A grassroots community group has spent the past two weekends building showers for people without homes and they plan to install them in Beacon Hill Park this weekend — whether the City of Victoria likes it or not.
Craig Turney, a Victoria carpenter who helped build the showers alongside a group of about a dozen volunteers, said people living in parks have been asking for showers since the beginning of the pandemic.
The City of Victoria has been dragging its feet on the issue, Turney said, and with the cold weather coming, the group decided to take matters into their own hands.
“It’s been something that the unhoused community has been asking for since Day 1 of the pandemic when all the services shut down,” Turney said.
“We’re just showing that the community can come together and provide a need to the community and one that the city is not providing.”
The wood and sheet-metal structure features a one-metre-square shower stall and a separate area where people take off and put on clothing.
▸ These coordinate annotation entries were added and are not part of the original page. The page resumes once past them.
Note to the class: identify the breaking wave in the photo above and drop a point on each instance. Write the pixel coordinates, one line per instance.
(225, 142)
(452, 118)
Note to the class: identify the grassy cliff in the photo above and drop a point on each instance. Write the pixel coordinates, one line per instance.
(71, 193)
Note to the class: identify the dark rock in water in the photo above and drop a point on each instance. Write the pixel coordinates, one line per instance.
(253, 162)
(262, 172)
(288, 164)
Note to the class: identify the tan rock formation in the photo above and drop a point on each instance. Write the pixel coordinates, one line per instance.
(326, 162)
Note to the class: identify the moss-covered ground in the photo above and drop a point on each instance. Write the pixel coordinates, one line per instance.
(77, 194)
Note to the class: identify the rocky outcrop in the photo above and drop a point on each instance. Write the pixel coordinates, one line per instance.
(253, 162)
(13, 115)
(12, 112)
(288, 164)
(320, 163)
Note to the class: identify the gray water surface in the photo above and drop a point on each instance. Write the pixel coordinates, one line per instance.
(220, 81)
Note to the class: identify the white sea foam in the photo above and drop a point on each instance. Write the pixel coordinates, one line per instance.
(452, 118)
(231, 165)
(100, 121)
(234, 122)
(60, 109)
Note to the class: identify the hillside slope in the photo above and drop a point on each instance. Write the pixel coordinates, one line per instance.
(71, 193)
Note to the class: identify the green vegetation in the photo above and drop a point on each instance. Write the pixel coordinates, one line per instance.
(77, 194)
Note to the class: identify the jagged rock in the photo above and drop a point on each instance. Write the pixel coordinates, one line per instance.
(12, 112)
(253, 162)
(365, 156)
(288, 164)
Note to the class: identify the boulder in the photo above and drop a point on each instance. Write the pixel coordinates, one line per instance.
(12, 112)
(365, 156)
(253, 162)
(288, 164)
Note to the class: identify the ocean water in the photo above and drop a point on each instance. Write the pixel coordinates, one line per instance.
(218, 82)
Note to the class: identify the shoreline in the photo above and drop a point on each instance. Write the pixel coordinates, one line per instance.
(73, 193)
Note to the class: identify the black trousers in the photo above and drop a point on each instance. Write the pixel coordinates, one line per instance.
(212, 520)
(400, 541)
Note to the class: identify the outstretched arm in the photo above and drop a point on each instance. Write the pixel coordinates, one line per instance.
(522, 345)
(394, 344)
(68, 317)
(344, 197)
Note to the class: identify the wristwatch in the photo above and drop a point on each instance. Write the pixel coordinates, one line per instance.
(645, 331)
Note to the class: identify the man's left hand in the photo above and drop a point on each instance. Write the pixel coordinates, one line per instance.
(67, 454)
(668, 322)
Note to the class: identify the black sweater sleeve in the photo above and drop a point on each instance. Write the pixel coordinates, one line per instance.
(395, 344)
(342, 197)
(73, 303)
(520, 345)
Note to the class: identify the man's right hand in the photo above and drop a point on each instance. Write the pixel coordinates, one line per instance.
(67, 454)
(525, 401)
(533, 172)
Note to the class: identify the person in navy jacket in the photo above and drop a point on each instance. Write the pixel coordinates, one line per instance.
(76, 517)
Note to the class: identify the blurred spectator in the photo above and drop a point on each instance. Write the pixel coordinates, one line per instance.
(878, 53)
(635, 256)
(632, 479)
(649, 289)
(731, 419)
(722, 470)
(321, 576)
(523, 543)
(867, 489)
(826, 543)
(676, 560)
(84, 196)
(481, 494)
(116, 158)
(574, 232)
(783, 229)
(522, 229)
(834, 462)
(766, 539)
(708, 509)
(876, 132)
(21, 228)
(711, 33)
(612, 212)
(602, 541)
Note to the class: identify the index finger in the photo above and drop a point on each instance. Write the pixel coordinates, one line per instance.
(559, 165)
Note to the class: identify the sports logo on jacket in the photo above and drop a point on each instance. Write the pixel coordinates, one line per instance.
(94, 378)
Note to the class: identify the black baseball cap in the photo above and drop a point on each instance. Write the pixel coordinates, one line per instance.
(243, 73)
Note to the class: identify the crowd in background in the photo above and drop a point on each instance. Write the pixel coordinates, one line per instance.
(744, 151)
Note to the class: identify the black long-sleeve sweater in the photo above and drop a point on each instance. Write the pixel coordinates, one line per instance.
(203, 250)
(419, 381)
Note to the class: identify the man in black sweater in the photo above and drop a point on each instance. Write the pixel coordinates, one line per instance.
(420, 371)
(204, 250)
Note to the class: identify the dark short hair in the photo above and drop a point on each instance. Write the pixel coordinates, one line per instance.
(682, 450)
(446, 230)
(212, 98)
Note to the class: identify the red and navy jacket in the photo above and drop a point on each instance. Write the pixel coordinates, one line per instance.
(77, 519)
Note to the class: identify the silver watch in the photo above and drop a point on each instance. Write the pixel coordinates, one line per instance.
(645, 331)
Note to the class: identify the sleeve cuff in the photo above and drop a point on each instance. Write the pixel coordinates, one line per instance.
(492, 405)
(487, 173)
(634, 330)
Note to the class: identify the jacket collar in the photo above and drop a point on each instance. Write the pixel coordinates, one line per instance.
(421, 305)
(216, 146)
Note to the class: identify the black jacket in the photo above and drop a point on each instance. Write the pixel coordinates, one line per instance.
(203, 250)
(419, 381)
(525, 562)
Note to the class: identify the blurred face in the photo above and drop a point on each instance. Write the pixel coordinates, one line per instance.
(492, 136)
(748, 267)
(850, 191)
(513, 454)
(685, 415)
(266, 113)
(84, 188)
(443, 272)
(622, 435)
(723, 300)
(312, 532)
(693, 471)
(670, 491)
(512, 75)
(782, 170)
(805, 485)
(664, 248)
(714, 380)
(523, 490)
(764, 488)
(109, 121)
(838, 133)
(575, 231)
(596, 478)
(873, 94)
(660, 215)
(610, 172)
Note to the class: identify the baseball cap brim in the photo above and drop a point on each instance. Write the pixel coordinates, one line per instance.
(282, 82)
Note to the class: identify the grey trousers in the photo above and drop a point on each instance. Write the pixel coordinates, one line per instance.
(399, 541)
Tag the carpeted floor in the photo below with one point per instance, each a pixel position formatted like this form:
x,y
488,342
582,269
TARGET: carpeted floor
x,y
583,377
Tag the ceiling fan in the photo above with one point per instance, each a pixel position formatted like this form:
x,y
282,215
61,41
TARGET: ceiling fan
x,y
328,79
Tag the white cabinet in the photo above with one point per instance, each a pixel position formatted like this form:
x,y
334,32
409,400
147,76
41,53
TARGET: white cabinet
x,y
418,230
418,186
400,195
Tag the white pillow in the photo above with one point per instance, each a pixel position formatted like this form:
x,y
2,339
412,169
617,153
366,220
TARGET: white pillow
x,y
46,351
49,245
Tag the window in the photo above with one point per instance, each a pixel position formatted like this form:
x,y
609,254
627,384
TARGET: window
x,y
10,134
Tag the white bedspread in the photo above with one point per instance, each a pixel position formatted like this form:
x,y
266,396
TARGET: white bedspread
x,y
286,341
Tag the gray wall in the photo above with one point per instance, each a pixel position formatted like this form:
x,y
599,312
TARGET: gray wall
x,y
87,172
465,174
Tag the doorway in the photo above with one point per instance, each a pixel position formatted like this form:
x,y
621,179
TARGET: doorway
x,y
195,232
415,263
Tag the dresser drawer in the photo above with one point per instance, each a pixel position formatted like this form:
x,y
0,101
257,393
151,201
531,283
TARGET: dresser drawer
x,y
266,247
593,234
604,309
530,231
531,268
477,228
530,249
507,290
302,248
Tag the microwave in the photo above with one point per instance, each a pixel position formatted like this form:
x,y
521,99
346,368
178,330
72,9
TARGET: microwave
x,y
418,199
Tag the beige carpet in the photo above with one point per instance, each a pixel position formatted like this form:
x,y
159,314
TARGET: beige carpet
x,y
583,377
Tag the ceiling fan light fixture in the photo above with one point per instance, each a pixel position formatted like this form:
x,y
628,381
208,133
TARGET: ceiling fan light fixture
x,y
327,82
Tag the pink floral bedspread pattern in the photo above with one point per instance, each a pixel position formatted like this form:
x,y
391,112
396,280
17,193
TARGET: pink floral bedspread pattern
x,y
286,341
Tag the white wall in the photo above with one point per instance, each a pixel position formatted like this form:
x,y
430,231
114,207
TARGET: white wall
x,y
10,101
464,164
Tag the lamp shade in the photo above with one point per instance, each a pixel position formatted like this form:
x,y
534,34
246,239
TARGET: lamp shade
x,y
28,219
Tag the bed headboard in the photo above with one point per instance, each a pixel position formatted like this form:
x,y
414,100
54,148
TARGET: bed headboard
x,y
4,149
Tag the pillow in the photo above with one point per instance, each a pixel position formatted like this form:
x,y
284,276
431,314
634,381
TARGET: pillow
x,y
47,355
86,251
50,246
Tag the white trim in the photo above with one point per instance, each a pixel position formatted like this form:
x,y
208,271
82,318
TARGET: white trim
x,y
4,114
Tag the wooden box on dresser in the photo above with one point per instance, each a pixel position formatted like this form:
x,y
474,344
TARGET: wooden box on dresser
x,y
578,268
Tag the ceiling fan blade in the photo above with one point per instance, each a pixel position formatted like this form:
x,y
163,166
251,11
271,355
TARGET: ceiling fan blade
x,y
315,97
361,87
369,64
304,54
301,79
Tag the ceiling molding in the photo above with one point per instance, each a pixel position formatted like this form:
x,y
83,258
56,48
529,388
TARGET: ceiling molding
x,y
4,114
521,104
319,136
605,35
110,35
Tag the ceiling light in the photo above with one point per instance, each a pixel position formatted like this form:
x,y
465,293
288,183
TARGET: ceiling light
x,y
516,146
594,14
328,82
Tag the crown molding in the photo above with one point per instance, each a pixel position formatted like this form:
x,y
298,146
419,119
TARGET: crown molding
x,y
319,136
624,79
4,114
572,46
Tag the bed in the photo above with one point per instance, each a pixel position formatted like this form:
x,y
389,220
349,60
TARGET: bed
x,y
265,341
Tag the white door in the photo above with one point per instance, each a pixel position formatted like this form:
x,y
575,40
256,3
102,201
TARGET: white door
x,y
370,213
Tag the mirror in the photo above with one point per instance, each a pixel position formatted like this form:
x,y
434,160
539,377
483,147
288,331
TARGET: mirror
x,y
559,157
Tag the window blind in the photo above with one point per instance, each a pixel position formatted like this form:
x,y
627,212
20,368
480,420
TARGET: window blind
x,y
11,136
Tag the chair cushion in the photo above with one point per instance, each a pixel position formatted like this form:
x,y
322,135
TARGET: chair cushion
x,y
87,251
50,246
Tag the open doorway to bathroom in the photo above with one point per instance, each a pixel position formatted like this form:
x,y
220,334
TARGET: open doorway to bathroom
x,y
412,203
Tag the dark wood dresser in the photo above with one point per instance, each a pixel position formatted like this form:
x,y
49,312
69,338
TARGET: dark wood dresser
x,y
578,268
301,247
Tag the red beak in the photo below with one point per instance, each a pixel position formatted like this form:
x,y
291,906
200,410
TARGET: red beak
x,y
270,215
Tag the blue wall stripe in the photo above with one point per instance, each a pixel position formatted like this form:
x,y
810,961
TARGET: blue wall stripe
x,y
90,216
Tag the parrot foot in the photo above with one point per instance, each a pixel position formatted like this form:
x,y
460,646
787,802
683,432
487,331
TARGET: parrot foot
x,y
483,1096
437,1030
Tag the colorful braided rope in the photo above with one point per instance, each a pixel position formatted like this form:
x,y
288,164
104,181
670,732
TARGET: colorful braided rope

The volunteers, who first connected when they built tiny homes for Indigenous community members, built two shower stalls for a total cost of $1,500, which was funded through donations.
Once two propane hot-water heaters arrive, likely today, the group will be ready to erect the two showers in Beacon Hill Park by the weekend.
In October, the City of Victoria’s plan to provide showers at Royal Athletic Park for people without homes stalled after city staff told councillors that they were unable to find an agency to operate the showers.
The setback came after council voted Oct. 15 to open the park’s existing showers or set up portable showers in the parking lot. City staff contacted four service providers who said they don’t have the capacity to operate the showers or have concerns about the park’s isolated location.
The unauthorized showers planned for Beacon Hill park will be peer-run, Turney said, meaning people who live in the park will take turns operating and maintaining them. They will receive a stipend, funded by the more than $10,000 in donations the group has raised.
The group is still unsure where exactly in the park the showers will be installed and did not specify how they will hook up to a water source. The water runoff will be directed to a storm water drain, Turney said, and only biodegradable soap will be provided to people using the facilities.
Coun. Sarah Potts said she can understand why the community group would be frustrated with the slow pace of municipal bureaucracy. But she noted that the city cannot open a shower that will not be properly and safely managed.
“We understand why the community is asking: ‘Why is it taking so long?’ ” she said. “It does take a bit of planning and co-ordination and people are stretched so thin right now.”
Potts said there was a shower trailer that was operated in Topaz Park before people sheltering there were relocated in May. That shower trailer was overseen by the multiple outreach agencies working in the park at the time.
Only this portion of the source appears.